Narue's little guide was a good starting point for me for Assembly, and it definitely helped a lot with getting the basics down.
P.S. once you download NASM and install MinGW, an easy way to make the commands 'gcc' and 'nasm' function in the DOS cmd prompt as sort of global commands, you can add the folders containing 'nasm.exe' and 'gcc.exe' into your Windows PATH variable.
Well the best book as far as i have know is Assembly language step by step - jeff duntemann
he teaches you from the scratch.
well after reading the whole book if u still want to develop more insight into it , then i guess u can go in for Mastering Turbo Assembler by - Tom Swan
>It's really freaking complicated
Well, duh! ;) It's not as complicated as some people (who haven't learned it and base their opinions on anecdotes) would have you believe, but programming is hard, and assembly is programming without any sugar coating.
>so do any of you know of any good tutorials on assembly?

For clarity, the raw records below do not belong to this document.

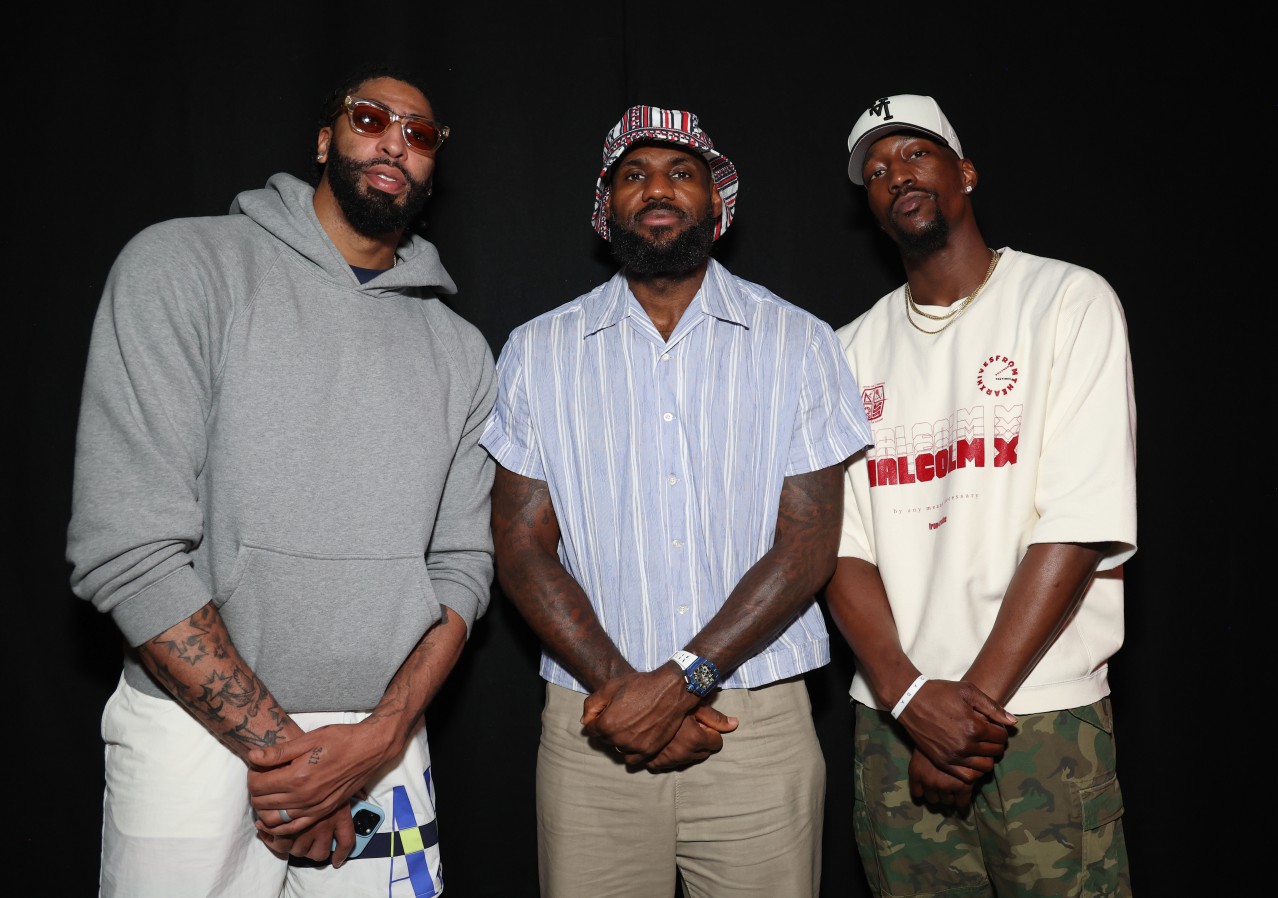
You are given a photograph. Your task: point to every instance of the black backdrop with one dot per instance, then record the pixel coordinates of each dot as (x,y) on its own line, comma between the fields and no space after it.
(1144,150)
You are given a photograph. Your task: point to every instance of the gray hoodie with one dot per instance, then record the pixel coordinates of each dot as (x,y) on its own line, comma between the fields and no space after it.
(261,431)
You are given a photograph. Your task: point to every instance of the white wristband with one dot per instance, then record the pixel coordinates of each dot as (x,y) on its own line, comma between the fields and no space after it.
(909,694)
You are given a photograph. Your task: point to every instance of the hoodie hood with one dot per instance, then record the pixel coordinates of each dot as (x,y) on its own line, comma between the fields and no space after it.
(285,208)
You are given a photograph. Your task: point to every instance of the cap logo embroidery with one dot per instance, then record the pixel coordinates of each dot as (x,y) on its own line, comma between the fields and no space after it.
(882,107)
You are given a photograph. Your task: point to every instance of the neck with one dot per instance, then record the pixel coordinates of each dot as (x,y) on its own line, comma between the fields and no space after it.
(950,273)
(666,298)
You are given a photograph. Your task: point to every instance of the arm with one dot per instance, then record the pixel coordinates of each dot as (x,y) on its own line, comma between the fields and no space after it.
(957,726)
(1043,594)
(313,776)
(527,535)
(197,662)
(320,772)
(642,712)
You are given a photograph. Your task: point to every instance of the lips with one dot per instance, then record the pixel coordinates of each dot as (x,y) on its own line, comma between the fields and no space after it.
(910,201)
(660,216)
(386,178)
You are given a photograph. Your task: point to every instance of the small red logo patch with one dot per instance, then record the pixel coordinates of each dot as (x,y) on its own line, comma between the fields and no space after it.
(872,397)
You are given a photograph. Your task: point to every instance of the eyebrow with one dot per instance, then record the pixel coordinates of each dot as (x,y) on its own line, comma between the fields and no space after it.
(671,159)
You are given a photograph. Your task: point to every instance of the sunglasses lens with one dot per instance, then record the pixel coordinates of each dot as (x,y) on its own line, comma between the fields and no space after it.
(421,136)
(368,119)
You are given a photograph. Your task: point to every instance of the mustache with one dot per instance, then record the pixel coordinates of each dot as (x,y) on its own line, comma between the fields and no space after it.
(660,206)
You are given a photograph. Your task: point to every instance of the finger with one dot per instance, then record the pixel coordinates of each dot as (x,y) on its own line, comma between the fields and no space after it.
(715,719)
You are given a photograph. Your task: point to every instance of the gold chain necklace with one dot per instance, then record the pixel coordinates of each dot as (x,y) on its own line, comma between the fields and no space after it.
(950,317)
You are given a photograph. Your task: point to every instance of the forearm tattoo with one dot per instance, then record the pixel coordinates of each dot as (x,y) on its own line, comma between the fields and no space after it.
(197,663)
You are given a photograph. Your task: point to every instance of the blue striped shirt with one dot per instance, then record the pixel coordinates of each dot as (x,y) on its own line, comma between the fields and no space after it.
(665,460)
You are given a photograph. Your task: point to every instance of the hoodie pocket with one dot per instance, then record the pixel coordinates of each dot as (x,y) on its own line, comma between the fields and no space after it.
(326,631)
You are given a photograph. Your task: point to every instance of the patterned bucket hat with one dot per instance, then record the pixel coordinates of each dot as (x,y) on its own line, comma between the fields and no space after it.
(666,125)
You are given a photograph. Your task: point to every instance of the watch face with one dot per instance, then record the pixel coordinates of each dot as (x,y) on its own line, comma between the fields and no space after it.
(702,678)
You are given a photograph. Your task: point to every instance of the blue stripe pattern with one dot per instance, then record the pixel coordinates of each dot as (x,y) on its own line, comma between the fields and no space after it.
(665,460)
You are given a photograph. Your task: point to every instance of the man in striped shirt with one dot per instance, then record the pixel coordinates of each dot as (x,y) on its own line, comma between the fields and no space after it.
(667,503)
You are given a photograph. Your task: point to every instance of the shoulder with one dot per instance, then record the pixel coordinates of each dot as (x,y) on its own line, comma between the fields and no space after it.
(1049,277)
(762,304)
(571,314)
(458,334)
(197,247)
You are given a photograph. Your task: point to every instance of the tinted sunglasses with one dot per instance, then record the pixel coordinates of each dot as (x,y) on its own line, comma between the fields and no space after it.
(371,118)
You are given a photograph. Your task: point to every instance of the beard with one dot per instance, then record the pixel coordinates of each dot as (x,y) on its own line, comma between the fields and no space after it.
(372,212)
(663,256)
(924,242)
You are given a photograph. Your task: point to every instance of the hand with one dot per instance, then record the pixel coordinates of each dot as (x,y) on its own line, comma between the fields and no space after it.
(697,738)
(638,713)
(937,788)
(313,776)
(316,841)
(960,728)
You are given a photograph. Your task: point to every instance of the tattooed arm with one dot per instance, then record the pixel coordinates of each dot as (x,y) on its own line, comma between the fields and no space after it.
(766,601)
(197,662)
(316,774)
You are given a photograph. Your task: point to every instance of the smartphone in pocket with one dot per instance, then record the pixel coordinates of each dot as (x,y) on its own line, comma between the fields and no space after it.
(368,819)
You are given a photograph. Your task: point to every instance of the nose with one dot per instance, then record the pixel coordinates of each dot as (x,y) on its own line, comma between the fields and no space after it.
(654,187)
(900,178)
(391,141)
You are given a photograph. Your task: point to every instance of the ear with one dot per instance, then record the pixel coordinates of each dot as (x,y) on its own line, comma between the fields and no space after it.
(322,142)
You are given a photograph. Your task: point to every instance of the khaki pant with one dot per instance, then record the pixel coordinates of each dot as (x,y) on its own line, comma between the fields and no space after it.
(746,821)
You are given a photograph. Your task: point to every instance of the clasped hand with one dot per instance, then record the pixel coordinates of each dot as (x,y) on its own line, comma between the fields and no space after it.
(312,778)
(653,721)
(959,735)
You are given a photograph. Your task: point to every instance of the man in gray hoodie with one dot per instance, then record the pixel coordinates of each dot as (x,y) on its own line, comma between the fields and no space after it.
(281,502)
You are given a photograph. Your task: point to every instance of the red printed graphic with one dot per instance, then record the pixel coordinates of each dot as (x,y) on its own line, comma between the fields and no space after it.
(873,400)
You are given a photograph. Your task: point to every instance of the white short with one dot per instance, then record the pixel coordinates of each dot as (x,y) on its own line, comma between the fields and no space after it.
(177,819)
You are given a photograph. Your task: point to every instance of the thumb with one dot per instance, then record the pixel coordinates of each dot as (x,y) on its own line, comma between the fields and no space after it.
(715,719)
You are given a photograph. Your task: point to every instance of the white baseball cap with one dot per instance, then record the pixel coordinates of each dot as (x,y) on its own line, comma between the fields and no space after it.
(905,111)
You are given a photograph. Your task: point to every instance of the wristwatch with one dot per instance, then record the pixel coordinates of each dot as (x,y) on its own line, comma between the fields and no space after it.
(700,673)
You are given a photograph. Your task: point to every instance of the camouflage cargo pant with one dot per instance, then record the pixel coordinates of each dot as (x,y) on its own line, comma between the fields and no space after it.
(1047,823)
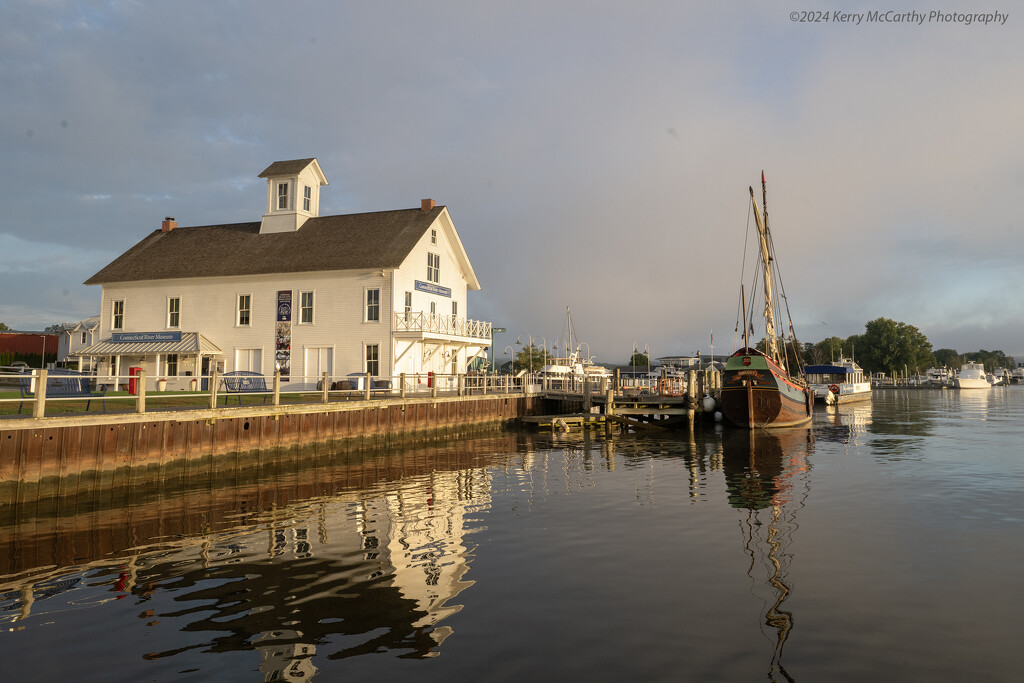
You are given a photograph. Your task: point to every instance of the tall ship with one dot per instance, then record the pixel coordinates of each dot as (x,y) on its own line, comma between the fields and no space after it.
(838,383)
(758,389)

Good is subjective. I wrote one that I thought was a good starting point (as mentioned already), but your first approach is the one I would recommend: search google and read everything you can get your hands on. Then try out a bunch of different assemblers. NASM and FASM are good traditionalist assemblers. HLA and RosAsm are more unique and better suited to getting your feet wet without having to figure out a lot of the prerequisites for something more traditional.
And above all, ask about anything and everything you don't understand.
 Unless you want to encode instructions directly with a hex editor...
>what did you mean by " Unless you want to encode
>instructions directly with a hex editor... ", Narue?
Assembly is just another programming language, and programming languages are symbolic representations for something far less convenient. If you understand the executable file format and the binary representation of your program's instructions, you can program in the machine code itself using a hex editor (because it's a real pain in Notepad ;)).
 For future reference, when trying to understand the mapping of x86 instructions, it's helpful to think of them in octal.